The white, rectangular structure consists of a steel framing and floor-to-ceiling glass. Inside, the building's single room is fitted with wooden flooring, contemporary decor and built-in storage. An air-tight building envelope and a radiant heating-and-cooling system help keep energy costs low.
The unit, which took three months to design and build, was assembled in Cover's LA factory and then shipped to the site. The project cost $110,000 (£83,450), which included foundation work.
It is the first completed unit by the company, which produces customised backyard homes often referred to as accessory dwellings — touted by some as a way to increase density and provide affordable housing in growing metro areas.
Ranging from 100 to 1,200 square feet (nine to 111 square metres), the dwellings can be used to accommodate guests, in-laws or rent-paying tenants, or they can serve as studios, workshops, pool houses or lounges.
"Cover sets out to make living and working in a thoughtfully designed and well-built space a reality for everyone," said the company, which was launched in 2014 and is backed by venture capital funding. The cofounders, Alexis Rivas and Jemuel Joseph, have architecture degrees and formerly worked at design studios.
The company uses digital tools to streamline the design and construction process. Clients provide details – such as design preferences and site conditions – which are fed into a proprietary computer program that generates multiple design options. Within days, clients receive renderings and plans, along with a full quote.
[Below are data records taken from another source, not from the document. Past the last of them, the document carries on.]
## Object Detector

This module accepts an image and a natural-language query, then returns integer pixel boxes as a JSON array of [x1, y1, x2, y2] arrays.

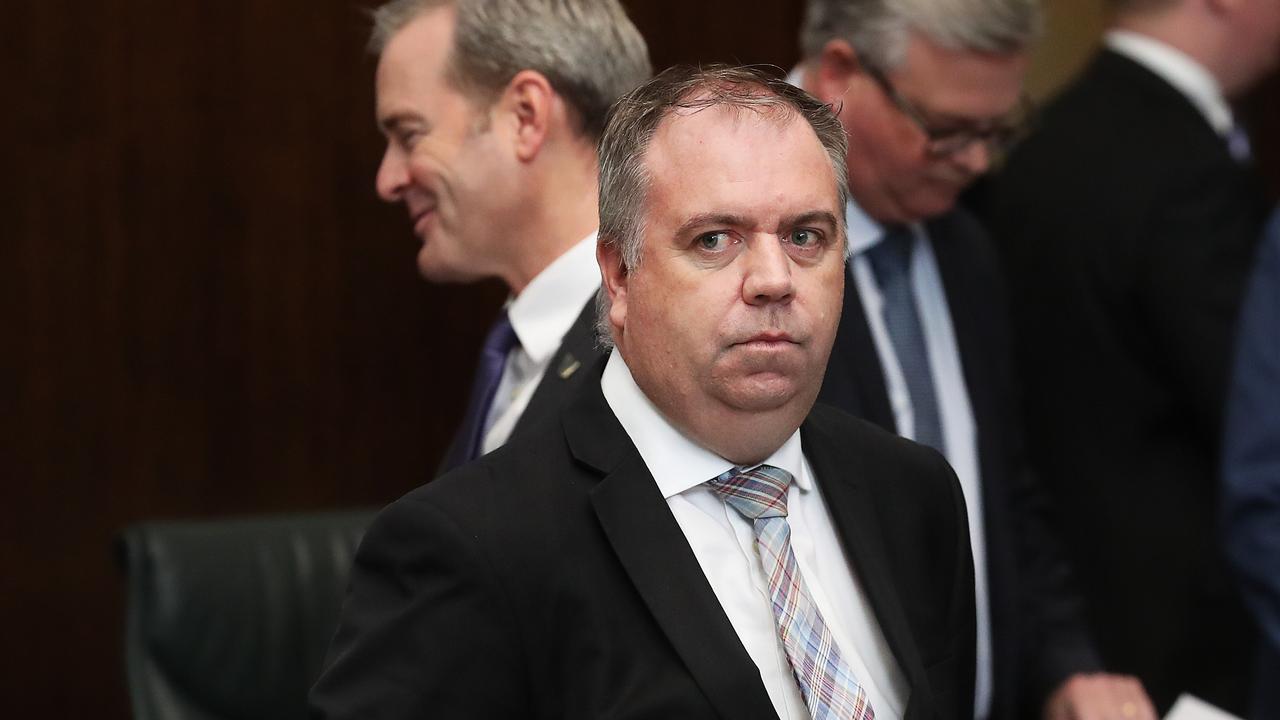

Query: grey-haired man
[[800, 0, 1153, 719]]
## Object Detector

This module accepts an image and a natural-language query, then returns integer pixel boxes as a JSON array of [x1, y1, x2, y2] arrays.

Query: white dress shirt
[[600, 352, 909, 720], [480, 232, 600, 455], [845, 202, 992, 717], [1103, 29, 1235, 137]]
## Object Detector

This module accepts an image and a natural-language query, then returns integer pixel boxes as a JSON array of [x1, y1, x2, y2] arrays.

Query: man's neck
[[1112, 9, 1236, 95], [503, 147, 599, 295]]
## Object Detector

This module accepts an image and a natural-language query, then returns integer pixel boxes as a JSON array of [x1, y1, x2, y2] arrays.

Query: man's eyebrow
[[378, 110, 431, 133], [782, 210, 840, 228], [676, 210, 840, 236], [676, 213, 750, 236]]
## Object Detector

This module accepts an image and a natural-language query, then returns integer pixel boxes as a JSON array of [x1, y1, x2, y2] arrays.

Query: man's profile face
[[819, 33, 1027, 223], [376, 6, 512, 282], [605, 106, 844, 461]]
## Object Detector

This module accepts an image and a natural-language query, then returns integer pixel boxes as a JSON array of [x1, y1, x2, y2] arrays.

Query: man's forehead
[[887, 32, 1030, 120], [645, 105, 837, 218]]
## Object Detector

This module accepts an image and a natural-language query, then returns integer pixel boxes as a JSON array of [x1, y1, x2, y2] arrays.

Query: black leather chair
[[118, 510, 374, 720]]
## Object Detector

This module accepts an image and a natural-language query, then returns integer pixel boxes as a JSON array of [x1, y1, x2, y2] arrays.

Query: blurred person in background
[[1222, 211, 1280, 719], [989, 0, 1280, 714], [792, 0, 1153, 720], [370, 0, 652, 471]]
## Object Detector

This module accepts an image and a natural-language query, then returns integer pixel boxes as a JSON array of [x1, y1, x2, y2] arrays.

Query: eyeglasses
[[864, 65, 1034, 158]]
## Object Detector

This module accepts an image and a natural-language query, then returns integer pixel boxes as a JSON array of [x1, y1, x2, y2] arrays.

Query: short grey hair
[[369, 0, 653, 141], [1106, 0, 1181, 14], [596, 65, 849, 347], [800, 0, 1043, 70]]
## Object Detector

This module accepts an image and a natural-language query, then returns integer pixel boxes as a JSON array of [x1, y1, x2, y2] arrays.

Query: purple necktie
[[445, 310, 520, 470]]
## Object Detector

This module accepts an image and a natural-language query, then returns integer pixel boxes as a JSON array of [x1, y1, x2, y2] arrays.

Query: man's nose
[[951, 140, 991, 177], [742, 236, 795, 305], [374, 145, 408, 202]]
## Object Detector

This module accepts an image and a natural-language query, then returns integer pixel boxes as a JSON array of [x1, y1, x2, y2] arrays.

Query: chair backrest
[[118, 510, 374, 720]]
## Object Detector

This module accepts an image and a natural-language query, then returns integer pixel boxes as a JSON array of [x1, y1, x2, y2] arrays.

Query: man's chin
[[723, 373, 800, 413], [417, 245, 484, 284]]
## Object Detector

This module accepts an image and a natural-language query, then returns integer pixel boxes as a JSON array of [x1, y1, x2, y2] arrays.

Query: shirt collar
[[1105, 29, 1235, 136], [600, 350, 812, 498], [507, 232, 600, 363], [845, 200, 919, 258]]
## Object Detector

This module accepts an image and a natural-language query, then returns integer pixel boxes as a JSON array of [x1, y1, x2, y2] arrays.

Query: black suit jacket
[[435, 297, 602, 477], [991, 51, 1266, 714], [819, 210, 1101, 720], [311, 363, 974, 720]]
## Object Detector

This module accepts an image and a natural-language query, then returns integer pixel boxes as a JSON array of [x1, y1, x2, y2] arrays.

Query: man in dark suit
[[312, 68, 974, 720], [799, 0, 1153, 720], [991, 0, 1280, 714], [371, 0, 650, 471]]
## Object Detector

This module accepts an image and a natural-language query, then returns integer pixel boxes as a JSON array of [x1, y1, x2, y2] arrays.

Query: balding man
[[312, 68, 974, 720]]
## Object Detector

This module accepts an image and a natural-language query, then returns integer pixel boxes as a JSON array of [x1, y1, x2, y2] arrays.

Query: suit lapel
[[563, 361, 777, 719], [511, 300, 600, 437], [800, 415, 936, 720], [822, 264, 897, 432]]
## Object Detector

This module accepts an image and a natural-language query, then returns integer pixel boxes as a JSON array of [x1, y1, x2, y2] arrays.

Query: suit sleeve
[[929, 450, 978, 719], [1134, 159, 1261, 437], [310, 491, 527, 720], [1222, 221, 1280, 656], [969, 211, 1102, 716]]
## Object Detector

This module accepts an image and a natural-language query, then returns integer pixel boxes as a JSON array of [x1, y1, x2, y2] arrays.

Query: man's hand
[[1044, 673, 1157, 720]]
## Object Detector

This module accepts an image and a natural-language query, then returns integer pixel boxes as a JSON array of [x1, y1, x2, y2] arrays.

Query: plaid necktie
[[707, 465, 876, 720]]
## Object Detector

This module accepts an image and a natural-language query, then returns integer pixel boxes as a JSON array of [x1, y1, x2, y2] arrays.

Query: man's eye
[[397, 131, 421, 150], [698, 231, 730, 251], [788, 228, 818, 247]]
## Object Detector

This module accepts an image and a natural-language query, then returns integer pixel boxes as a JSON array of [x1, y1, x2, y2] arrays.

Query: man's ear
[[809, 37, 863, 104], [497, 70, 563, 163], [595, 242, 631, 337]]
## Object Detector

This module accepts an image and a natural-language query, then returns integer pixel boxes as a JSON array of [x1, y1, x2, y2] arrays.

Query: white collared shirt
[[480, 232, 600, 454], [600, 352, 909, 720], [845, 202, 992, 717], [1103, 29, 1235, 137]]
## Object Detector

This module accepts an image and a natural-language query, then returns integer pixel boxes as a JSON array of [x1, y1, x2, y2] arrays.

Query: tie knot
[[707, 465, 791, 520], [867, 225, 915, 284]]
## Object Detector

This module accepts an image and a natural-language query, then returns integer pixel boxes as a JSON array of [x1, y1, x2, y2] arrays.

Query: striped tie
[[707, 465, 876, 720]]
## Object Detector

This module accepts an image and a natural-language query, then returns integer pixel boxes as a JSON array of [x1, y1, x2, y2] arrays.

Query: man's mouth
[[410, 206, 435, 240], [733, 331, 796, 350]]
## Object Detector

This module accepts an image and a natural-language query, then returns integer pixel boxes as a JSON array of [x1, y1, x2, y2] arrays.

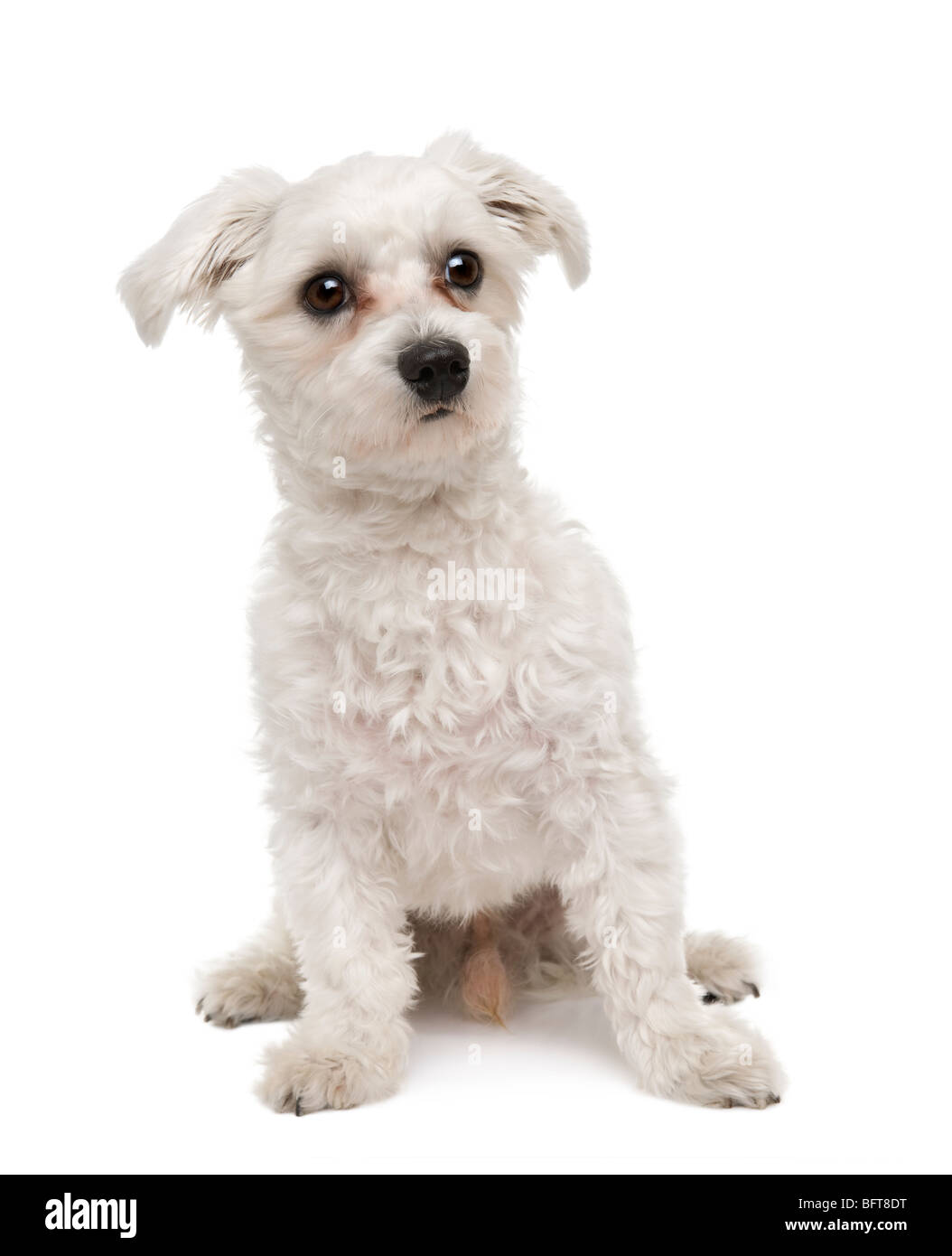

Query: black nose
[[397, 341, 470, 400]]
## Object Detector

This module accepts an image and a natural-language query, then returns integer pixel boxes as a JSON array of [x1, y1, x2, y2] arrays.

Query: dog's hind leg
[[196, 911, 304, 1028], [685, 933, 761, 1004]]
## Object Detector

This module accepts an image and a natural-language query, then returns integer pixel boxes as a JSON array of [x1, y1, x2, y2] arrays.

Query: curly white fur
[[120, 136, 780, 1113]]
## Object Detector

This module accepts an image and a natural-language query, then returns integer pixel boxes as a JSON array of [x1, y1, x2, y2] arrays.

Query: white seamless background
[[0, 0, 952, 1173]]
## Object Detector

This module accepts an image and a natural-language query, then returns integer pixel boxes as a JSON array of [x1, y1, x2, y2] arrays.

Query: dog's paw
[[196, 954, 303, 1028], [675, 1022, 785, 1108], [257, 1035, 406, 1117], [685, 933, 761, 1004]]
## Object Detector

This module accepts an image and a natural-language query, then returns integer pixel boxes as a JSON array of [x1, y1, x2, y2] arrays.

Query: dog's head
[[119, 135, 588, 470]]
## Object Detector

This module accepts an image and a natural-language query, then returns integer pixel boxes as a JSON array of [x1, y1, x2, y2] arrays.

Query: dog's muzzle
[[397, 341, 470, 418]]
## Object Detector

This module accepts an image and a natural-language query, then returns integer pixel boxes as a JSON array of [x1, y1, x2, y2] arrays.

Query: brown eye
[[444, 252, 482, 287], [304, 275, 350, 314]]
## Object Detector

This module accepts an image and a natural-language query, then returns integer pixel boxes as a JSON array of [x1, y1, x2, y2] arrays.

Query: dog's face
[[120, 136, 588, 471]]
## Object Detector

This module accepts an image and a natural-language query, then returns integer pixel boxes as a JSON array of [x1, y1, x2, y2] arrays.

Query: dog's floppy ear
[[119, 168, 287, 344], [424, 132, 589, 287]]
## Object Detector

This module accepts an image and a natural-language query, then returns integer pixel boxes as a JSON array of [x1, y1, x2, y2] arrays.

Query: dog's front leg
[[559, 783, 782, 1108], [260, 817, 415, 1115]]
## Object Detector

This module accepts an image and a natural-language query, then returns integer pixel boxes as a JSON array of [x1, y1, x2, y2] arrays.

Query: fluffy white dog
[[120, 135, 780, 1114]]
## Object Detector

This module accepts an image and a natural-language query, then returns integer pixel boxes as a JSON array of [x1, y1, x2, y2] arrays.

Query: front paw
[[257, 1031, 406, 1117]]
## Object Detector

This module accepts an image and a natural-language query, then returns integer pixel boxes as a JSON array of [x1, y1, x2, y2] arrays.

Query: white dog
[[120, 135, 780, 1114]]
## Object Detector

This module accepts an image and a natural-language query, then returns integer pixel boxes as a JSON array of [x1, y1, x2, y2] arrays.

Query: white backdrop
[[0, 0, 952, 1173]]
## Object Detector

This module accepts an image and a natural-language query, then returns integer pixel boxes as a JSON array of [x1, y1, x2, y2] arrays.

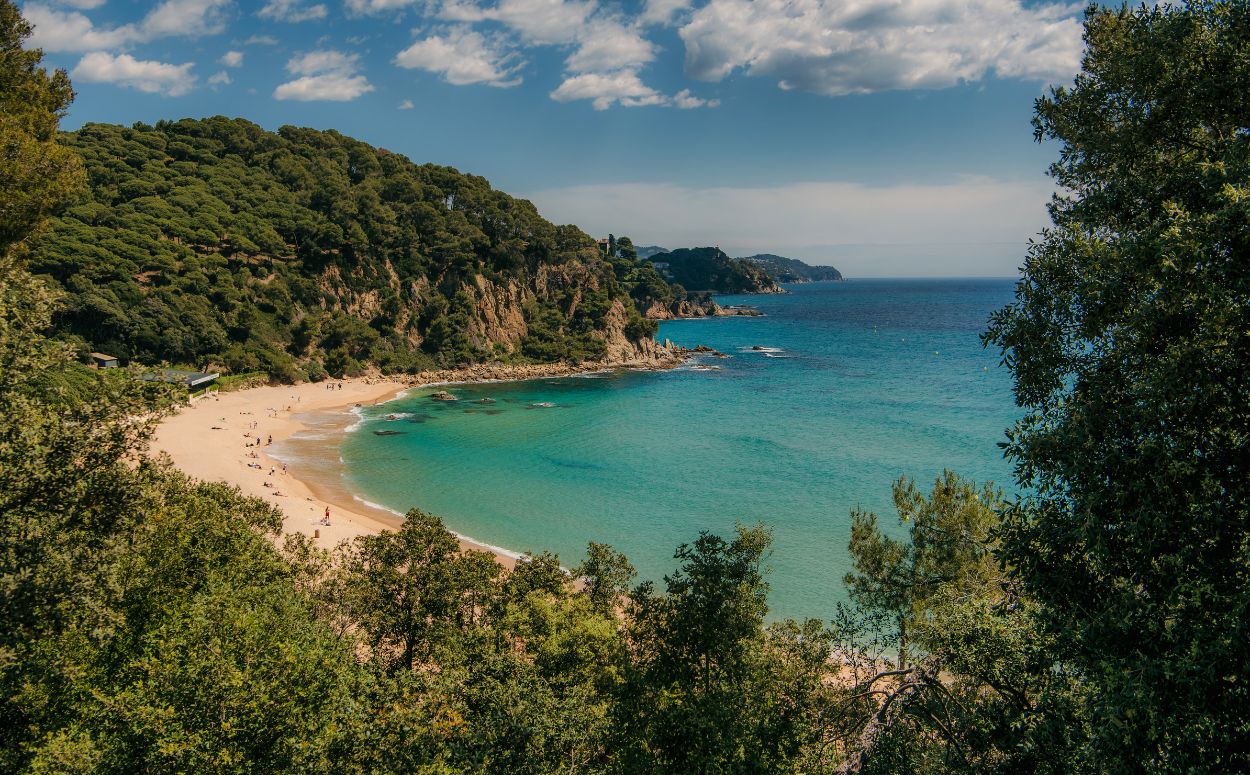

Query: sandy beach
[[151, 380, 425, 549], [151, 350, 683, 568]]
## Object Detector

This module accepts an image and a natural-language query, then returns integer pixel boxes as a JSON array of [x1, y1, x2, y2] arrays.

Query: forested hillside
[[30, 118, 666, 381], [741, 253, 843, 283], [649, 248, 783, 294]]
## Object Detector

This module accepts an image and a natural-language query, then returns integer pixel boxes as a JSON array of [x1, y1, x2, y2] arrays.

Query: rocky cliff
[[31, 118, 663, 381]]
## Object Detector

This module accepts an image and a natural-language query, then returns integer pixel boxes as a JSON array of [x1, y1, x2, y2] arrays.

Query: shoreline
[[149, 350, 688, 568]]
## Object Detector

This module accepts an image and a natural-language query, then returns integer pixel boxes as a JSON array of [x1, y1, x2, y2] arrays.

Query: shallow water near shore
[[291, 280, 1019, 619]]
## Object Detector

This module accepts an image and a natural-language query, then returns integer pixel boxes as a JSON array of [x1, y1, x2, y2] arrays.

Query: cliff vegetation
[[29, 118, 669, 381]]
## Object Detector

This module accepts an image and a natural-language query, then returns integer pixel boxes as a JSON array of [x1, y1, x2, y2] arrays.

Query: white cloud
[[524, 176, 1054, 276], [395, 25, 525, 89], [673, 89, 720, 110], [70, 51, 195, 96], [23, 0, 230, 53], [680, 0, 1081, 96], [21, 3, 138, 53], [348, 0, 419, 14], [565, 18, 655, 73], [551, 70, 669, 110], [639, 0, 691, 24], [274, 50, 374, 103], [256, 0, 329, 23]]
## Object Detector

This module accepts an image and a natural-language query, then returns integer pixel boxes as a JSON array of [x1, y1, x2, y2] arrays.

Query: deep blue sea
[[322, 280, 1018, 619]]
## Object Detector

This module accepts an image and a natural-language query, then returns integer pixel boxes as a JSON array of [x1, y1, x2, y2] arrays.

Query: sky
[[19, 0, 1084, 278]]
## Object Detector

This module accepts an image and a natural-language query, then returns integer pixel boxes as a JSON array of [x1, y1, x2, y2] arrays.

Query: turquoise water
[[330, 280, 1016, 619]]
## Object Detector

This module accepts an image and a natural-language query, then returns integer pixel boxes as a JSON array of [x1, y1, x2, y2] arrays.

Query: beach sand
[[151, 380, 514, 566]]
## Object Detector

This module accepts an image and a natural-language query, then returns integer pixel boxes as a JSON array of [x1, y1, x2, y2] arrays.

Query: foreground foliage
[[988, 0, 1250, 771]]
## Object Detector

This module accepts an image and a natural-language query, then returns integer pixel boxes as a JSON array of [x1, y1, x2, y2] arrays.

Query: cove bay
[[307, 279, 1018, 619]]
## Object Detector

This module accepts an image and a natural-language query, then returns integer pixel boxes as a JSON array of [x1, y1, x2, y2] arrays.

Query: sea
[[293, 279, 1020, 620]]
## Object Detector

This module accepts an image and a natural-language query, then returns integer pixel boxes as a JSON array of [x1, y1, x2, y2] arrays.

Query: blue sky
[[21, 0, 1081, 276]]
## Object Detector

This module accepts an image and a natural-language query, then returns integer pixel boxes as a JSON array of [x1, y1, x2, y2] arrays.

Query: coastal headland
[[150, 348, 686, 568]]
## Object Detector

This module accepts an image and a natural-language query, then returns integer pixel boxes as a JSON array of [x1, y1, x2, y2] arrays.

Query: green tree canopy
[[986, 0, 1250, 771]]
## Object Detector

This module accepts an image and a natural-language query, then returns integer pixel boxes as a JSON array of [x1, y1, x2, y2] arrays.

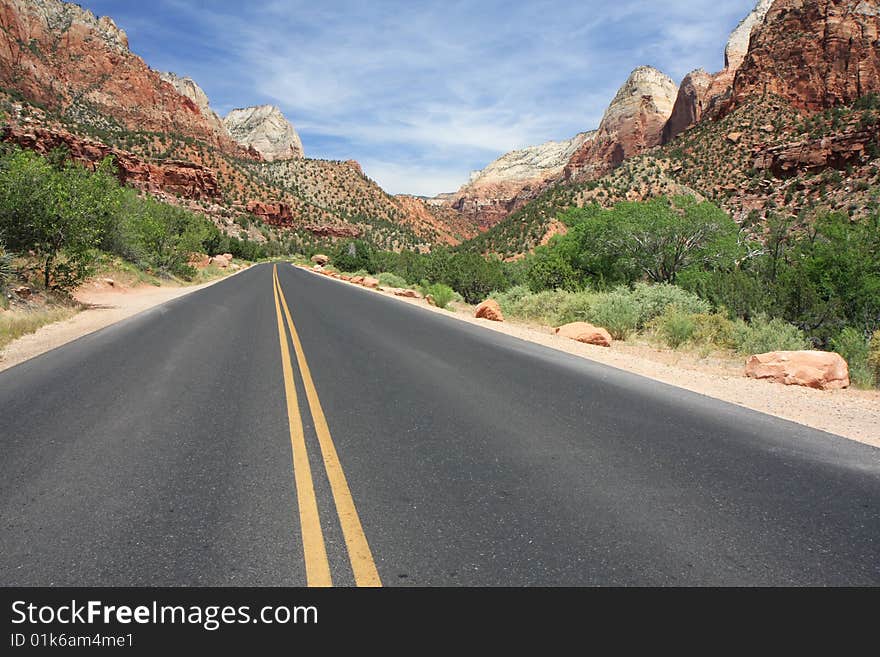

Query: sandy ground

After the design is chosen, Cover obtains the necessary permits, installs the foundation, assembles the structure in its factory, and ships the components to the site. Assembly and installation take 12 weeks, according to the company.
"Unlike other prefab companies and builders, Cover is a technology company first, armed with a team of full-time software engineers, designers, manufacturing engineers and architects who have developed technology that streamlines the entire process of designing, buying, permitting, manufacturing and assembling Cover units," said Rivas.
The Cover dwellings are the latest in a series of projects that utilise generative design tools, which experts say could transform both the physical world and the role of the designer. The emerging technology uses algorithms to generate every possible permutation of a design solution.